В общем, я сдался на их уговоры и приступил к оформлению документов. Воспользовавшись удобным предлогом, я выехал в Норртэлье, чтобы познакомиться поближе с семейством и образом их жизни. Отец и мать гостеприимно встретили меня дома, угостили чем могли и попросили ускорить оформление документов на выезд в связи с тем, что у Марии на работе появились проблемы: управляющий универсама предъявляет ей необоснованные требования, не дает прохода и грозит уволить с работы.

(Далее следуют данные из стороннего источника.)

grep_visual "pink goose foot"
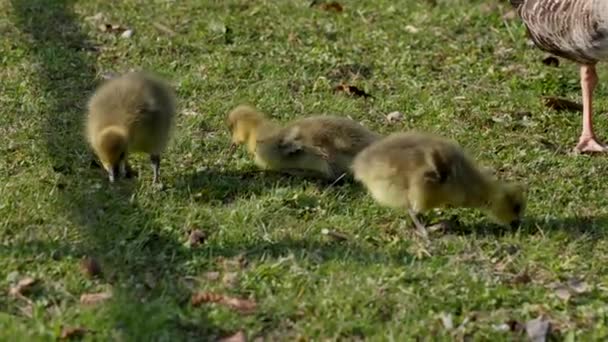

Через несколько дней мать и отец приехали ко мне в Стокгольм и рассказали, что Марию-таки уволили с работы под предлогом нарушения каких-то правил, и она временно устроилась посудомойкой в местную тюрьму. Все было бы хорошо, если бы к Марии не проявлял внимания один молодой заключенный. (Нужно, конечно, знать либеральные порядки в шведских тюрьмах, которые, по нашим меркам, вполне могут сойти за санатории или профилактории закрытого типа. Например, осужденный за шпионаж в пользу ГРУ подполковник Стиг Берглинг был на выходные отпущен к своей сожительнице домой, откуда он вместе с ней сбежал из Швеции и скоро после этого появился в Москве. Для других категорий заключенных порядки еще менее строгие.)

Все необходимые документы между тем были уже отправлены в Москву, и я уже рассчитывал скоро получить оттуда ответ. Родители Марии чуть ли не ежедневно названивали мне в консульство, интересовались результатами своего ходатайства и рассказывали все новые подробности об отношениях дочери с заключенным. Молодой парень был осужден на несколько лет тюрьмы за участие в ограблении банка, и родители были в ужасе при одной только мысли о том, чему он может научить их дочь.

Наконец пришел из Москвы положительный ответ. Секретариат Верховного Совета сообщал, что моим шведско-финским подопечным разрешено проживание в Петрозаводске и что местные власти предоставляют им двухкомнатную квартиру. О лучшем для них нельзя было и мечтать.

Они уже давно потихоньку распродавали свои вещи, оформляли возвращение квартиры коммунальным властям города, поэтому сборы в дорогу были недолгими. Я общался в основном с родителями, и Марии давно уже – с тех пор, как она поступила на работу в тюрьму – не видел. Отобрав у всех троих шведские паспорта, поскольку они им как советским гражданам были больше не нужны, выдал на руки так называемые свидетельства на возвращение. В этих свидетельствах говорилось, что имярек такой(ая) – то возвращается на постоянное жительство в Советский Союз, и выражалась просьба ко всем пограничным властям пропускать их беспрепятственно и оказывать содействие как гражданам Советского Союза.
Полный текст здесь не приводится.